We will use the ‘survival’ and the ‘MASS’ R packages for the analyses. If you have not installed these packages, uncomment the first two lines in the code chunk.
# install.packages("survival")
# install.packages("MASS")
library(survival)
library(MASS)
Gehan, E.A. (1965) A generalized Wilcoxon test for comparing arbitrarily single-censored samples. Biometrika 52, 203–233.
gehan
## pair time cens treat
## 1 1 1 1 control
## 2 1 10 1 6-MP
## 3 2 22 1 control
## 4 2 7 1 6-MP
## 5 3 3 1 control
## 6 3 32 0 6-MP
## 7 4 12 1 control
## 8 4 23 1 6-MP
## 9 5 8 1 control
## 10 5 22 1 6-MP
## 11 6 17 1 control
## 12 6 6 1 6-MP
## 13 7 2 1 control
## 14 7 16 1 6-MP
## 15 8 11 1 control
## 16 8 34 0 6-MP
## 17 9 8 1 control
## 18 9 32 0 6-MP
## 19 10 12 1 control
## 20 10 25 0 6-MP
## 21 11 2 1 control
## 22 11 11 0 6-MP
## 23 12 5 1 control
## 24 12 20 0 6-MP
## 25 13 4 1 control
## 26 13 19 0 6-MP
## 27 14 15 1 control
## 28 14 6 1 6-MP
## 29 15 8 1 control
## 30 15 17 0 6-MP
## 31 16 23 1 control
## 32 16 35 0 6-MP
## 33 17 5 1 control
## 34 17 6 1 6-MP
## 35 18 11 1 control
## 36 18 13 1 6-MP
## 37 19 4 1 control
## 38 19 9 0 6-MP
## 39 20 1 1 control
## 40 20 6 0 6-MP
## 41 21 8 1 control
## 42 21 10 0 6-MP
Surv(gehan$time,gehan$cens)
## [1] 1 10 22 7 3 32+ 12 23 8 22 17 6 2 16 11 34+ 8 32+ 12 25+ 2 11+ 5 20+ 4 19+
## [27] 15 6 8 17+ 23 35+ 5 6 11 13 4 9+ 1 6+ 8 10+
The Kaplan-Meier plots.
par(las=1)
gehan.surv <- survfit(Surv(time,cens) ~ treat, data=gehan)
plot(gehan.surv)
A fancier plot.
par(las=1, yaxs="i")
plot(gehan.surv, xlab="time of remission (weeks)", ylab="S(t)", col=c("red","blue"), ylim=c(0,1.05), lwd=2)

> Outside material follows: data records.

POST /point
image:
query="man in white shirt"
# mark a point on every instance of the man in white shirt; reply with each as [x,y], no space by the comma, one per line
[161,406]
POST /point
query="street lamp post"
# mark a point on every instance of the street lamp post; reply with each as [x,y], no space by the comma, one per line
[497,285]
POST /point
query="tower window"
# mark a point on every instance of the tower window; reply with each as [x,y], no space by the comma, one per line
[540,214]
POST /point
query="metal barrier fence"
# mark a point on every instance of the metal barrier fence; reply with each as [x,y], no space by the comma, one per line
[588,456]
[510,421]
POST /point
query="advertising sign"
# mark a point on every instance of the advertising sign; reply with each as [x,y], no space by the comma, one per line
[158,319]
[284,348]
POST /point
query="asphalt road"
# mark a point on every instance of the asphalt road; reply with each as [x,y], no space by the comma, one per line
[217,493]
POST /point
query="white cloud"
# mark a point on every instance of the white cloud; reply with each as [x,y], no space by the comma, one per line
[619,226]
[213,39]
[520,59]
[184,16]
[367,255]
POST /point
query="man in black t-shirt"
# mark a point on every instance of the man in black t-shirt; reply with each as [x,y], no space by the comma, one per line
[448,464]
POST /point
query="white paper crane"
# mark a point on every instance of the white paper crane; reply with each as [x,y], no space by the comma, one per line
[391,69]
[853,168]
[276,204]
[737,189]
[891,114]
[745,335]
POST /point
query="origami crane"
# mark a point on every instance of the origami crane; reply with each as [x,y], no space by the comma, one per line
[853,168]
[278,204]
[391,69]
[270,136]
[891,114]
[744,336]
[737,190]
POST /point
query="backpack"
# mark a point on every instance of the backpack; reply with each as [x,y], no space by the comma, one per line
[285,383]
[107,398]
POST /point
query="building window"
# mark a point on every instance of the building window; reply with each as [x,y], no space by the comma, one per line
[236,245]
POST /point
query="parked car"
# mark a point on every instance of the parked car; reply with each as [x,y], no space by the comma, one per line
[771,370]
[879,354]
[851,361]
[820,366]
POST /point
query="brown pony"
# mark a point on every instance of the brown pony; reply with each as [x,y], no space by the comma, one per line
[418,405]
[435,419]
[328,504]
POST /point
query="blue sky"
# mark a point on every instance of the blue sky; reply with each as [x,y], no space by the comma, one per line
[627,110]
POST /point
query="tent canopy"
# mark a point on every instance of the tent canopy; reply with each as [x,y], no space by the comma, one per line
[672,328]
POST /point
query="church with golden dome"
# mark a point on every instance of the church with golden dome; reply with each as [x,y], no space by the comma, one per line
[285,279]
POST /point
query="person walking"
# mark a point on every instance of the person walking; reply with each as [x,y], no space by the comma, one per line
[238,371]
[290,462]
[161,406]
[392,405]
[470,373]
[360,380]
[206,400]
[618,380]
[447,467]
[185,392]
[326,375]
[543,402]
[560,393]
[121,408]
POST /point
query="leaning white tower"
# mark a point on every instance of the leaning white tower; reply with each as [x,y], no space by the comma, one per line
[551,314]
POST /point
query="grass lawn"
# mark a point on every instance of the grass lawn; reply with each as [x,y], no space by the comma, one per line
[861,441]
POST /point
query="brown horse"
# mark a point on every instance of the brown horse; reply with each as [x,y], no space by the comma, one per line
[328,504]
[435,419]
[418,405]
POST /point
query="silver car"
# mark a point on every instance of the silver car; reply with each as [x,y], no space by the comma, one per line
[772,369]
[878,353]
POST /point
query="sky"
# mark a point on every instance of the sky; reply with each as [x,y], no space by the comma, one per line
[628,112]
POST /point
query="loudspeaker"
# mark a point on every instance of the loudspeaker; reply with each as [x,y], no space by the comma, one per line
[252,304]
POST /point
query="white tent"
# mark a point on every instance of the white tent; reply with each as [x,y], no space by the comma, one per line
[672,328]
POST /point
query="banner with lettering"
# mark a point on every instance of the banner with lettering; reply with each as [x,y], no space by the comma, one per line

legend(25, 1, c("Control","6-MP"), lty=1, col=c("blue","red"), lwd=2)
Kaplan-Meier plots with confidence intervals.
par(mfrow=c(1,2), las=1, yaxs="i")
gehan.0 <- survfit(Surv(time,cens) ~ 1, data=subset(gehan, treat=="control"))
gehan.1 <- survfit(Surv(time,cens) ~ 1, data=subset(gehan, treat=="6-MP"))
plot(gehan.0, xlab="time of remission (weeks)", ylab="S(t)", xlim=c(0,35), ylim=c(0,1.05), col=c("blue"))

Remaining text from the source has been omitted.